J’ai lu un peu partout sur internet que le dernier Mario Tennis Fever manquerait de contenu solo. Franchement, sauf amnésie soudaine de ma part, c’est probablement l’épisode avec le solo le plus fourni de la série. Ce n’est pas gigantesque, mais on est loin du service minimum.
Alors oui, le mode aventure n’est pas inoubliable. Pas désagréable, mais clairement pas épique non plus. Et côté tournoi solo, avec la tour des épreuves et le reste, on en fait assez vite le tour. Là-dessus, difficile de totalement donner tort aux critiques.

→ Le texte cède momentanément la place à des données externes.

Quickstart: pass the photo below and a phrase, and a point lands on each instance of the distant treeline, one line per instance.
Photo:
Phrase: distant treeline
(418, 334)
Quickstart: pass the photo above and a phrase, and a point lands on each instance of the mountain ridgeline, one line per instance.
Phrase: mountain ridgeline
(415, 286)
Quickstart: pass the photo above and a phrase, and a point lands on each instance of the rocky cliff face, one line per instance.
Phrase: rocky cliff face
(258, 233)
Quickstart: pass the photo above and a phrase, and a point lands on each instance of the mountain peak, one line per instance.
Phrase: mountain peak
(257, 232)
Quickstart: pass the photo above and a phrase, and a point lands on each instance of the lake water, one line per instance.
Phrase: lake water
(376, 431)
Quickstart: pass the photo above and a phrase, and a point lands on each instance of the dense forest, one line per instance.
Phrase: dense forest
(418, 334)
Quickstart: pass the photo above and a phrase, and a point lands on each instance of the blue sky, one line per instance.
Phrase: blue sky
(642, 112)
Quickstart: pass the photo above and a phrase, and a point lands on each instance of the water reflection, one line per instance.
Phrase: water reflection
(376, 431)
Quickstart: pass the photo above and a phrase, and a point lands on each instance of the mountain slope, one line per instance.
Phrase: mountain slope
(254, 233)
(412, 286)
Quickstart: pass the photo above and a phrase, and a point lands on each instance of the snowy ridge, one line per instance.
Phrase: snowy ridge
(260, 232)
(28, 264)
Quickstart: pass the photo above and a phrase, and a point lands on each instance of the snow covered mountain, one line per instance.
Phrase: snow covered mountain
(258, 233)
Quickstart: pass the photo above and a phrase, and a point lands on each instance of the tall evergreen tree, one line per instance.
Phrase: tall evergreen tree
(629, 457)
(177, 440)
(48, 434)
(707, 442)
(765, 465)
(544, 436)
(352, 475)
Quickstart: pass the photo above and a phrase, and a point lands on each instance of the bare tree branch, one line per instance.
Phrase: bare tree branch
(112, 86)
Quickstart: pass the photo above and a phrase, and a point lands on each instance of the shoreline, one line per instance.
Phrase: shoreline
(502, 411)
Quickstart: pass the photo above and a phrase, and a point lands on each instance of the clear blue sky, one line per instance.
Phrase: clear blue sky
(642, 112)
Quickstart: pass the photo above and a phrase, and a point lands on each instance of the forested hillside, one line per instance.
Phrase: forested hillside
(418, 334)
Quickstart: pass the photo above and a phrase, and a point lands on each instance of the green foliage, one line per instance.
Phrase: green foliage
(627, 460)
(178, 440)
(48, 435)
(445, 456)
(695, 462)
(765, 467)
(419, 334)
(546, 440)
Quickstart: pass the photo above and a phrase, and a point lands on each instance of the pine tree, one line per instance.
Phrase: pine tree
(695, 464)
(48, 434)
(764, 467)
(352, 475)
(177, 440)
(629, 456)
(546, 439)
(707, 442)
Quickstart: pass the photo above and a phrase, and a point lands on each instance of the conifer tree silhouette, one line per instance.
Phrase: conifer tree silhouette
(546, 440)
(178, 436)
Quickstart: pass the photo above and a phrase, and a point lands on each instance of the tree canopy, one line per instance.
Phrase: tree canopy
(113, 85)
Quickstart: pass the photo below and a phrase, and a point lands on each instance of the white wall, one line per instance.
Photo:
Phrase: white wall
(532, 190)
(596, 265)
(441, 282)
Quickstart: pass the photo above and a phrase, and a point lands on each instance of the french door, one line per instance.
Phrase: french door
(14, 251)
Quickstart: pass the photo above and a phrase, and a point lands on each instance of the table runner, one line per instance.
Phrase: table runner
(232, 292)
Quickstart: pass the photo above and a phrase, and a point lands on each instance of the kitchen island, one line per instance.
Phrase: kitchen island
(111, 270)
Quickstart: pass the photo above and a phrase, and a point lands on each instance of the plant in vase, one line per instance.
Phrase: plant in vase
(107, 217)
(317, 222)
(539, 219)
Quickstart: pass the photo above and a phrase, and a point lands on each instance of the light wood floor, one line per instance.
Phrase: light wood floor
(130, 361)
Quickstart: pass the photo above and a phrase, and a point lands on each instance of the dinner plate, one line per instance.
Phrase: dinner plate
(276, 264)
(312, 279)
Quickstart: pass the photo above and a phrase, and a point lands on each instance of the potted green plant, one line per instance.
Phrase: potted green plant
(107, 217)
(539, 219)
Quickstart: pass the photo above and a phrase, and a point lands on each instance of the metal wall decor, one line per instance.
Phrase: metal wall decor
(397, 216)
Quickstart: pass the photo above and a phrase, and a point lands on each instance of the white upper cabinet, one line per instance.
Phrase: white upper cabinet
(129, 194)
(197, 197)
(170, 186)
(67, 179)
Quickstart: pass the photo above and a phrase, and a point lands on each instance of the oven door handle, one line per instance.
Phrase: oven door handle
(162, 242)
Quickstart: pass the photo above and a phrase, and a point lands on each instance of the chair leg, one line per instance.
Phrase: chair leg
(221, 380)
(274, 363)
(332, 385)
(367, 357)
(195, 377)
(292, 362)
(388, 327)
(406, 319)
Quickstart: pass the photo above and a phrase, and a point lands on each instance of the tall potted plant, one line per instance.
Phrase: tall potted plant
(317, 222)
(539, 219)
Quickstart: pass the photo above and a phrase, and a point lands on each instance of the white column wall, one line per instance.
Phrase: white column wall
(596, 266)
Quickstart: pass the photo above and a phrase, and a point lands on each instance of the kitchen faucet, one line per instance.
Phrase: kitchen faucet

Mais est-ce vraiment un jeu pensé pour le solo ? Évidemment que non. Entre le jeu en ligne, le local, le Game Share et toute la structure du gameplay, tout pousse vers le multijoueur et le party game. Les personnages, les raquettes, les coups spéciaux, le mode dynamique : tout est fait pour le fun à plusieurs avant tout. Et c’est d’ailleurs là que Nintendo devrait être plus clair et plus sincère dans sa communication : assumer que le jeu est d’abord pensé pour le multi, puis préciser qu’il y a malgré tout du contenu solo, au lieu de laisser croire à un équilibre qui n’existe pas vraiment.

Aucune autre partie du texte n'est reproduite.